Melbourne Electronic Sound Studio
- Abbreviation: MESS
- Formation: 2016
- Founder: Robin Fox and Byron J Scullin
- Type: Nonprofit
- Headquarters: Melbourne, Australia
- Location: The Atrium, Fed Square Melbourne, Victoria, Australia;
- Coordinates: 37°49′03.8″S 144°58′09.9″E﻿ / ﻿37.817722°S 144.969417°E
- Website: MESS

= Melbourne Electronic Sound Studio =

Music organization in Melbourne, Australia

The Melbourne Electronic Sound Studio (MESS) is an Australian independent non-profit arts organization founded by sound artists Robin Fox and Byron J Scullin in 2016. MESS features a collection of synthesizers, drum machines, and other electronic instruments which are available to use.

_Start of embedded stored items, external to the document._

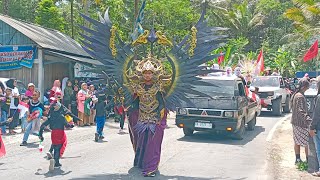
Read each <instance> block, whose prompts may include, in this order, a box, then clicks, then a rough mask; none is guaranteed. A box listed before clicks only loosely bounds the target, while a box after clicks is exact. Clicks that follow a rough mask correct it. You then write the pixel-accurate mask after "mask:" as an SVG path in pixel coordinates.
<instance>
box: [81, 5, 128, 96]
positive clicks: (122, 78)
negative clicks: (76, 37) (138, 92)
mask: <svg viewBox="0 0 320 180" xmlns="http://www.w3.org/2000/svg"><path fill="white" fill-rule="evenodd" d="M108 11H109V9H108V10H107V11H106V12H105V14H104V17H102V16H101V15H100V14H99V18H100V21H97V20H94V19H92V18H90V17H88V16H86V15H81V16H82V17H83V18H84V19H85V20H86V21H88V22H90V23H91V25H92V28H87V27H84V26H80V27H81V28H82V29H83V30H84V33H83V34H82V37H83V39H84V40H81V42H82V44H83V45H82V47H83V49H84V50H85V51H86V52H87V53H88V54H89V55H90V56H92V57H93V58H94V59H97V60H98V61H99V62H101V63H102V64H103V65H101V66H99V67H97V68H95V69H93V71H94V72H95V73H99V72H100V71H101V72H100V73H99V74H102V77H101V78H102V79H108V76H109V75H111V76H113V79H114V81H115V82H116V83H114V84H112V86H114V85H116V86H117V87H118V88H121V87H122V88H123V89H124V96H125V98H126V100H127V101H128V102H130V99H131V93H130V92H129V90H128V89H126V88H125V87H123V84H125V83H126V75H125V73H126V71H127V69H128V68H129V66H130V65H131V63H132V61H133V51H132V50H131V49H132V47H131V44H125V43H124V42H123V41H122V40H121V38H120V37H119V36H118V35H115V36H113V37H112V33H111V29H112V28H114V27H113V26H112V23H111V21H110V19H109V14H108ZM111 38H114V40H115V41H114V45H115V48H116V52H117V53H116V55H115V56H114V54H112V48H111V46H112V44H110V39H111ZM110 45H111V46H110ZM99 82H103V80H98V81H97V82H95V83H99Z"/></svg>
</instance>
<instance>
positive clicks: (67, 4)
mask: <svg viewBox="0 0 320 180" xmlns="http://www.w3.org/2000/svg"><path fill="white" fill-rule="evenodd" d="M4 2H6V3H4ZM71 2H73V9H72V10H73V18H71ZM137 2H138V3H139V4H138V7H140V6H141V3H142V0H139V1H137ZM202 2H203V0H147V6H146V8H145V18H144V21H143V27H144V28H145V29H151V28H155V29H157V30H161V31H163V32H164V33H165V34H166V36H167V37H169V38H170V39H174V38H175V39H176V40H179V39H181V38H182V37H184V36H185V35H188V34H190V28H191V27H192V25H194V24H195V23H196V22H197V19H198V18H199V17H200V12H201V7H202V6H201V3H202ZM134 3H135V1H133V0H10V1H9V0H0V5H1V7H2V8H0V11H1V13H3V14H4V13H6V12H7V14H8V15H9V16H12V17H14V18H17V19H21V20H24V21H28V22H32V23H37V24H40V25H42V26H44V27H49V28H53V29H57V30H60V31H62V32H64V33H66V34H68V35H71V34H72V32H71V29H72V25H73V26H74V38H75V39H76V40H79V39H81V36H80V33H82V30H81V29H80V28H79V27H78V26H79V25H84V26H90V24H87V23H86V22H85V21H84V20H83V18H82V17H81V16H80V14H81V13H83V14H86V15H88V16H90V17H93V18H95V19H98V14H97V12H101V13H104V12H105V11H106V9H107V8H108V7H109V14H110V18H111V20H112V22H113V23H114V25H115V26H117V27H118V31H117V32H118V33H119V34H120V36H121V37H122V39H124V40H125V41H131V33H132V32H133V27H134V23H135V6H134ZM5 5H6V6H5ZM5 11H6V12H5ZM34 12H36V13H34ZM206 12H207V15H206V17H207V18H208V19H209V23H210V24H211V25H215V26H221V27H227V28H229V31H228V34H229V37H230V38H229V42H228V43H227V45H226V46H225V47H223V48H220V49H217V50H216V51H215V53H217V52H218V53H220V51H223V52H224V53H225V61H224V63H223V64H222V66H236V65H237V64H238V63H239V61H243V60H251V61H252V60H255V59H256V58H257V55H258V53H259V51H260V50H261V49H262V48H263V50H264V60H265V66H269V67H271V68H275V67H278V68H279V69H280V70H281V71H282V72H286V73H291V74H293V72H294V71H299V70H314V69H315V62H314V61H313V62H308V63H303V62H302V57H303V54H304V53H305V52H306V50H307V49H308V48H309V47H310V45H311V44H312V43H313V42H314V40H315V39H317V37H318V34H319V31H320V29H319V22H320V21H319V20H320V3H319V2H318V0H252V1H251V0H224V1H208V6H207V8H206ZM72 19H73V21H74V22H73V23H72ZM216 62H217V60H216V59H215V60H213V61H210V62H209V63H211V64H212V63H216Z"/></svg>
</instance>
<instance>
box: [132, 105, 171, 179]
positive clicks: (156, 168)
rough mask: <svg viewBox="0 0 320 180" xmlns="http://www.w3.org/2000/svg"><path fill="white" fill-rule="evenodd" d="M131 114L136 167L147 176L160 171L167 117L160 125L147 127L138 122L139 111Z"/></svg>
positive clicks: (156, 125)
mask: <svg viewBox="0 0 320 180" xmlns="http://www.w3.org/2000/svg"><path fill="white" fill-rule="evenodd" d="M131 113H132V114H131V115H130V117H129V126H130V127H129V132H130V137H131V138H132V139H131V141H132V144H133V147H134V150H135V159H134V166H137V167H139V168H141V169H142V173H143V175H147V174H150V173H153V172H155V171H157V170H158V165H159V163H160V155H161V144H162V139H163V135H164V129H165V128H166V126H167V124H166V123H167V121H166V119H167V117H166V115H165V117H164V118H163V119H162V120H161V123H160V124H157V125H156V124H149V125H146V124H143V123H141V122H138V114H139V112H138V111H136V112H131ZM130 121H131V122H130ZM146 126H147V127H146Z"/></svg>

The instruments in their collection are on loan from local musicians, including major contributions from Tony Osmond and Gotye. Due to the size of the collection, only a third can be displayed at one time, so are rotated regularly.

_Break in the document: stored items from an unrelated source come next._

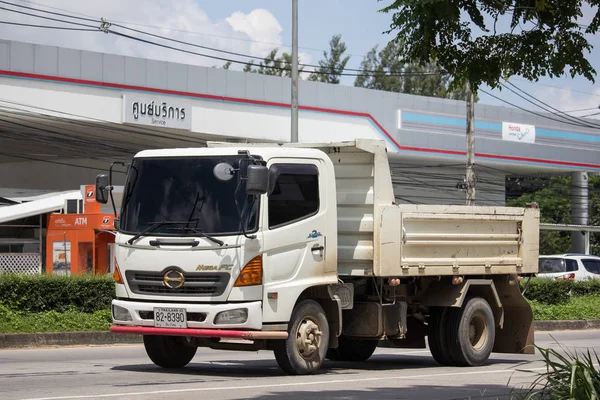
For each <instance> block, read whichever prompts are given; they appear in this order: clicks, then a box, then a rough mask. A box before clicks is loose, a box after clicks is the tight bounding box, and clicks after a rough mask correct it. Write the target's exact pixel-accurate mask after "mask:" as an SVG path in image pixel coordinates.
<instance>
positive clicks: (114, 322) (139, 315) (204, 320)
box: [112, 300, 262, 336]
mask: <svg viewBox="0 0 600 400" xmlns="http://www.w3.org/2000/svg"><path fill="white" fill-rule="evenodd" d="M112 304H113V305H114V306H119V307H122V308H125V309H126V310H127V311H129V315H131V319H132V320H131V321H120V320H116V319H114V315H113V323H114V324H116V325H127V326H132V327H152V328H154V318H153V317H149V318H148V317H147V315H148V314H150V315H151V314H152V313H153V311H154V307H166V308H184V309H186V311H187V312H188V313H199V314H205V318H204V320H203V321H189V318H188V324H187V325H188V328H199V329H244V330H245V329H248V330H251V329H252V330H260V329H262V302H260V301H253V302H246V303H226V304H189V303H146V302H137V301H129V300H113V301H112ZM238 308H246V309H247V310H248V319H247V320H246V322H244V323H241V324H218V325H217V324H215V323H214V319H215V316H216V315H217V314H219V313H220V312H222V311H228V310H235V309H238ZM140 314H142V315H143V316H146V318H142V315H140ZM155 329H159V328H155ZM160 329H167V330H168V331H171V332H173V329H171V328H160ZM184 336H190V335H184Z"/></svg>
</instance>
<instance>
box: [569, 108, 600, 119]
mask: <svg viewBox="0 0 600 400" xmlns="http://www.w3.org/2000/svg"><path fill="white" fill-rule="evenodd" d="M599 108H600V106H598V107H590V108H581V109H579V110H569V111H565V112H580V111H591V110H597V109H599ZM580 118H583V117H581V116H580Z"/></svg>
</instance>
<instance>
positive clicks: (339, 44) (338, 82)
mask: <svg viewBox="0 0 600 400" xmlns="http://www.w3.org/2000/svg"><path fill="white" fill-rule="evenodd" d="M345 52H346V43H344V42H342V35H334V36H333V37H332V38H331V40H330V41H329V53H327V52H326V51H324V52H323V59H322V60H320V61H319V68H318V69H317V72H318V74H315V73H312V74H310V76H309V77H308V80H309V81H317V82H326V83H334V84H338V83H340V76H341V74H342V73H343V72H344V69H345V68H346V64H347V63H348V60H350V56H346V57H343V55H344V53H345Z"/></svg>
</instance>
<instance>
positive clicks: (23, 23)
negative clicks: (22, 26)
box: [0, 21, 98, 32]
mask: <svg viewBox="0 0 600 400" xmlns="http://www.w3.org/2000/svg"><path fill="white" fill-rule="evenodd" d="M0 24H5V25H16V26H26V27H29V28H46V29H57V30H64V31H80V32H96V31H98V29H91V28H89V29H88V28H69V27H68V26H50V25H35V24H24V23H19V22H11V21H0Z"/></svg>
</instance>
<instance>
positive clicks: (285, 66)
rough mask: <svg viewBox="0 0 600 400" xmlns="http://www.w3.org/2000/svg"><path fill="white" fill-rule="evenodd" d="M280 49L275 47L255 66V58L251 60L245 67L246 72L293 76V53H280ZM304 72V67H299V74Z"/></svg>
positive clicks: (283, 75)
mask: <svg viewBox="0 0 600 400" xmlns="http://www.w3.org/2000/svg"><path fill="white" fill-rule="evenodd" d="M278 51H279V50H278V49H273V50H271V52H270V53H269V54H268V55H267V56H266V57H265V58H264V59H263V60H262V61H261V62H260V63H259V64H258V66H254V60H251V61H250V62H249V63H248V64H246V66H245V67H244V72H251V73H255V74H263V75H274V76H286V77H288V78H289V77H291V76H292V55H291V54H289V53H282V54H281V55H278V54H277V52H278ZM301 72H302V68H298V74H300V73H301Z"/></svg>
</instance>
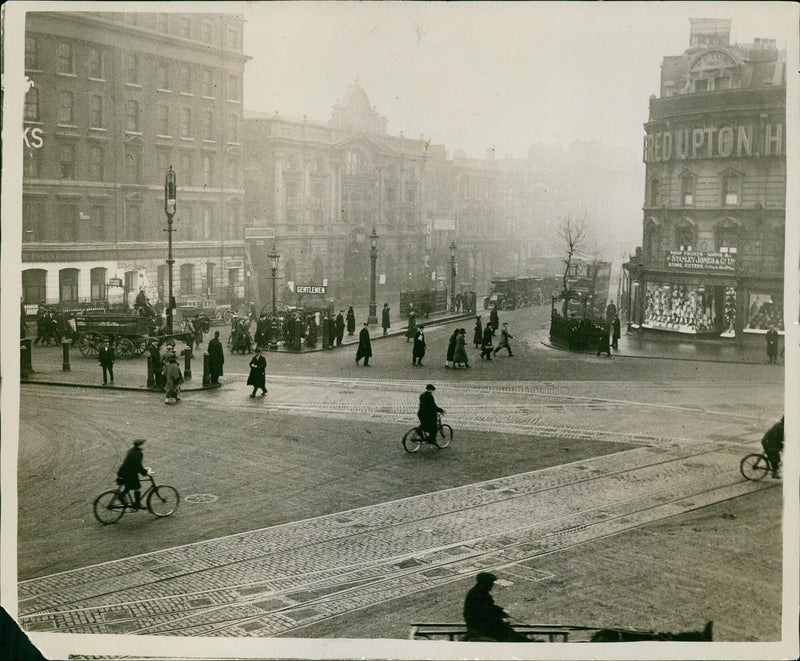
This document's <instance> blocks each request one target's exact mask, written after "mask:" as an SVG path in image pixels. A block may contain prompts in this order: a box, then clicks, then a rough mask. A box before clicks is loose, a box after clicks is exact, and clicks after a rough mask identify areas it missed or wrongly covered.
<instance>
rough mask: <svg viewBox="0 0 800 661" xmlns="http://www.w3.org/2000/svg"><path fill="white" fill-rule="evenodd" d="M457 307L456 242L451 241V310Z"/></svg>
mask: <svg viewBox="0 0 800 661" xmlns="http://www.w3.org/2000/svg"><path fill="white" fill-rule="evenodd" d="M455 309H456V242H455V241H451V242H450V310H451V311H453V310H455Z"/></svg>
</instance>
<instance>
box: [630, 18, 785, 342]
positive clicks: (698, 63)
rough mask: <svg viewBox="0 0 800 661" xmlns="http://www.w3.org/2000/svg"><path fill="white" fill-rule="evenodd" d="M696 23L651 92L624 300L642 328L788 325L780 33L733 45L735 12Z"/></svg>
mask: <svg viewBox="0 0 800 661" xmlns="http://www.w3.org/2000/svg"><path fill="white" fill-rule="evenodd" d="M690 22H691V34H690V46H689V48H688V49H687V50H686V51H685V52H684V53H683V54H682V55H678V56H668V57H665V58H664V60H663V64H662V67H661V93H660V96H659V97H658V98H656V97H655V96H653V97H651V98H650V112H649V120H648V122H647V123H646V124H645V137H644V144H643V160H644V162H645V165H646V182H645V201H644V207H643V212H644V222H643V242H642V247H641V248H640V249H637V253H636V255H635V256H634V257H633V258H632V259H631V261H630V262H628V263H627V264H625V265H624V268H625V273H626V282H625V298H624V301H623V307H624V308H627V312H628V322H629V325H630V326H631V327H633V328H641V329H647V330H652V331H659V332H667V333H675V334H684V335H686V336H689V337H691V336H695V337H698V336H722V337H736V338H737V339H738V340H742V339H744V338H745V337H747V336H748V335H750V336H752V335H757V334H763V333H765V332H766V331H767V330H768V329H769V328H770V327H771V326H774V327H775V328H776V329H778V330H779V331H782V330H783V254H784V233H785V223H786V220H785V207H786V156H785V149H786V147H785V136H786V130H785V118H786V71H785V56H784V53H781V52H779V51H778V50H777V48H776V45H775V41H774V40H771V39H756V40H755V41H754V43H753V44H750V45H746V46H742V45H732V44H730V20H727V19H726V20H720V19H690Z"/></svg>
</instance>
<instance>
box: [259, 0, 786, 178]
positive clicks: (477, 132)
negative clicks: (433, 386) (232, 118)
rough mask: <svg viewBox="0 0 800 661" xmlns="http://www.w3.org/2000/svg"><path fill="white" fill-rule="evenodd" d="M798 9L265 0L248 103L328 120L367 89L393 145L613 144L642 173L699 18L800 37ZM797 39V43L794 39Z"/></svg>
mask: <svg viewBox="0 0 800 661" xmlns="http://www.w3.org/2000/svg"><path fill="white" fill-rule="evenodd" d="M790 5H791V3H769V2H761V3H759V2H754V3H748V2H742V3H723V2H719V3H677V2H676V3H555V2H542V3H539V2H512V3H505V2H488V3H484V2H452V3H443V2H333V3H329V2H321V3H318V2H297V3H283V2H263V3H258V2H256V3H249V4H248V5H246V6H245V9H244V12H243V13H244V16H245V19H246V21H247V23H246V25H245V38H244V50H245V53H246V54H248V55H250V56H252V58H253V59H252V60H251V61H250V62H249V63H248V64H247V65H246V68H245V85H244V88H245V89H244V102H245V108H246V109H248V110H258V111H263V112H270V113H271V112H274V111H276V110H277V111H278V112H280V113H281V114H284V115H290V116H293V117H303V116H307V117H308V118H309V119H311V120H316V121H321V122H326V121H327V120H328V119H329V118H330V116H331V109H332V107H333V105H334V104H335V103H336V102H337V101H338V100H341V99H343V98H344V95H345V93H346V90H347V86H348V85H350V84H352V83H353V82H355V81H356V80H357V81H358V82H359V84H360V85H361V86H362V87H363V88H364V89H365V91H366V92H367V95H368V97H369V99H370V102H371V103H372V105H373V106H375V108H376V109H377V111H378V112H379V113H381V114H382V115H384V116H385V117H386V118H387V119H388V130H389V133H391V134H393V135H397V134H399V133H400V132H401V131H403V132H404V134H405V136H407V137H415V138H416V137H419V136H420V135H423V136H424V137H425V139H426V140H428V139H430V140H431V141H432V143H434V144H444V145H445V146H446V147H447V149H448V152H449V153H450V154H451V155H452V151H453V150H454V149H460V150H463V151H465V152H466V153H467V154H468V155H471V156H474V157H480V158H482V157H484V156H485V153H486V150H487V149H488V148H490V147H494V149H495V151H496V154H497V155H498V157H503V156H506V155H509V156H513V157H518V158H521V157H525V155H526V153H527V148H528V145H529V144H531V143H536V142H544V143H552V142H560V143H561V144H563V145H569V144H570V143H571V142H573V141H581V140H601V141H603V143H604V144H606V145H607V146H613V147H619V148H622V149H623V150H630V153H631V158H632V159H634V160H635V162H637V163H641V140H642V135H643V128H642V124H643V123H644V122H645V121H647V110H648V99H649V97H650V95H651V94H658V92H659V77H660V65H661V61H662V58H663V57H664V56H665V55H679V54H681V53H683V51H684V50H685V49H686V48H687V47H688V45H689V20H688V19H689V18H690V17H702V18H710V17H719V18H731V19H733V22H732V26H731V41H732V42H739V43H751V42H752V41H753V38H754V37H766V38H774V39H777V41H778V44H779V47H783V45H784V44H785V43H786V40H787V39H788V38H789V31H790V30H792V29H793V30H795V31H796V30H797V25H796V22H795V21H794V20H793V18H792V15H791V13H790V12H791V7H790ZM790 43H791V42H790Z"/></svg>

Access to MESS is provided through an annual membership, allowing members to book out instruments and play them or record with them in the space. Notable international musicians who have visited include Legowelt, Clark, and David Chesworth who was their artist in residence in 2017.

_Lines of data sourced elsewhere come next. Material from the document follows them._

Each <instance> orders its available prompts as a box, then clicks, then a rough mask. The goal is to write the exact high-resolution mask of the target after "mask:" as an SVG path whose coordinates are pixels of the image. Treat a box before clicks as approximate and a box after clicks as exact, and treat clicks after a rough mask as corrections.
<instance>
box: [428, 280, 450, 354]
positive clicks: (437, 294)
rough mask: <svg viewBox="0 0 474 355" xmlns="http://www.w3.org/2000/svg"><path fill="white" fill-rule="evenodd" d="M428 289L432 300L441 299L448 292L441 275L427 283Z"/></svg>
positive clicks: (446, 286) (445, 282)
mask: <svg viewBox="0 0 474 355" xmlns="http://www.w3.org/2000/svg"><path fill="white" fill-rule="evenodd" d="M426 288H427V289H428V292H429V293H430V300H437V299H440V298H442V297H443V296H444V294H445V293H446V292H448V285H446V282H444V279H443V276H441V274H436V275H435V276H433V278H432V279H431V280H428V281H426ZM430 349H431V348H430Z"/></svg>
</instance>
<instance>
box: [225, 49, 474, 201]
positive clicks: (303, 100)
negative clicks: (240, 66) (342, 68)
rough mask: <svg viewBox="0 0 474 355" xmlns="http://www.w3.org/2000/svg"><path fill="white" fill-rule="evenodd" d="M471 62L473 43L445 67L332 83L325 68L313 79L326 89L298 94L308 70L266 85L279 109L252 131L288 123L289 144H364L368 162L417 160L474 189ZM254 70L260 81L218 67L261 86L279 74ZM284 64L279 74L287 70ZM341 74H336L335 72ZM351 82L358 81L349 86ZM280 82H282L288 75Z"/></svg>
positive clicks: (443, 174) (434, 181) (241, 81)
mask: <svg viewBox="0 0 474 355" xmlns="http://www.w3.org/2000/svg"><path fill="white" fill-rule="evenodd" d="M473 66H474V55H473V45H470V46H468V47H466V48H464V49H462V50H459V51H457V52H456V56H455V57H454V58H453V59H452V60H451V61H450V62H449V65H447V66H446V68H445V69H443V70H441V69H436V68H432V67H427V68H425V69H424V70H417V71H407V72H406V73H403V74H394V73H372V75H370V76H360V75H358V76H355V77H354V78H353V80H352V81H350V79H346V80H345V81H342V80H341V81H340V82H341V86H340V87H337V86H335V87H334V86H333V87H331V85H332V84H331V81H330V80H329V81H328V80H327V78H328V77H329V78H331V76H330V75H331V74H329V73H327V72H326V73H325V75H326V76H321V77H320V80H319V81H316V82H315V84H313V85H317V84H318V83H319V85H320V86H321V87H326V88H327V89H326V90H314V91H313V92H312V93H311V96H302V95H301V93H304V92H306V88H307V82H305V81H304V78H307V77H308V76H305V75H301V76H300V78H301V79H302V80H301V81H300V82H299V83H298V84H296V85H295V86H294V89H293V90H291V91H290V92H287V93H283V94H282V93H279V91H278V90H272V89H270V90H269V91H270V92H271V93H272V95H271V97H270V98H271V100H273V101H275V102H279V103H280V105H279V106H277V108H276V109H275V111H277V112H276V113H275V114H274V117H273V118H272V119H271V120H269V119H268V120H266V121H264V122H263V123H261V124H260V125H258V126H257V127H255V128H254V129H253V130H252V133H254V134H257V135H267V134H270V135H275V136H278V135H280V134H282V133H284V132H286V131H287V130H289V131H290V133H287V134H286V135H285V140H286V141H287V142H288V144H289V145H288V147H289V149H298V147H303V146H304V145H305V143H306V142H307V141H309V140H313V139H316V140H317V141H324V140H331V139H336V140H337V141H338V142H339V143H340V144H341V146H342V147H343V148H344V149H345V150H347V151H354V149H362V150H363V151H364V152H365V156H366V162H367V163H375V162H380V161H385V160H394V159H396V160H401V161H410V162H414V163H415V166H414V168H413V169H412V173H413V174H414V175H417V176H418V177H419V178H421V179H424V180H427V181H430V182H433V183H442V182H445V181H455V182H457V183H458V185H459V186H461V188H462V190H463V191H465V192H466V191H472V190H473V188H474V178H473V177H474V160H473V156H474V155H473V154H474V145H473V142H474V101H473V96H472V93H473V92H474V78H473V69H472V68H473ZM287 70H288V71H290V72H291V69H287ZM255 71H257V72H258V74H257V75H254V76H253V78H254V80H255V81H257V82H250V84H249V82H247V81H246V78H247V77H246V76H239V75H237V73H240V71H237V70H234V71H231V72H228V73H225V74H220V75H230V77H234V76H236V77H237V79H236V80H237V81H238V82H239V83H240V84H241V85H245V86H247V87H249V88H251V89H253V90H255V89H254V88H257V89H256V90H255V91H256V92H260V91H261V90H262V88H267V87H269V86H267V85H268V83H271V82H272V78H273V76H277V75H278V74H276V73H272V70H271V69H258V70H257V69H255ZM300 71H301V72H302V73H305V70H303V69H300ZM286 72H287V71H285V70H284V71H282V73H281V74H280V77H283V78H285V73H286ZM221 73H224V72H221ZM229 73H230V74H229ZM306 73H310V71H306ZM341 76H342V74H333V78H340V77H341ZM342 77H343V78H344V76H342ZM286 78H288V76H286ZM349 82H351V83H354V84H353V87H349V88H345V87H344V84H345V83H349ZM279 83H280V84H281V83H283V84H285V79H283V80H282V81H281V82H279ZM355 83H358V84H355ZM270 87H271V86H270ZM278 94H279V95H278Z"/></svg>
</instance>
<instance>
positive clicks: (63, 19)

MESS have also displayed their collection in exhibitions and public performances, which has included partnerships with Red Bull, Google, and the Grainger Museum.

On 27 March 2021, MESS Synthesiser Orchestra performed at the Sidney Myer Music Bowl Melbourne. The orchestra featured 40 synthesizers spanning from the 1960s to the present day.

On 21 May 2025, it was announced that MESS would move from their headquarters in North Melbourne to Federation Square's Atrium. MESS reopened on 19 September with plans for "expanded programs, greater accessibility, and the capacity to welcome more people than ever before to the studio".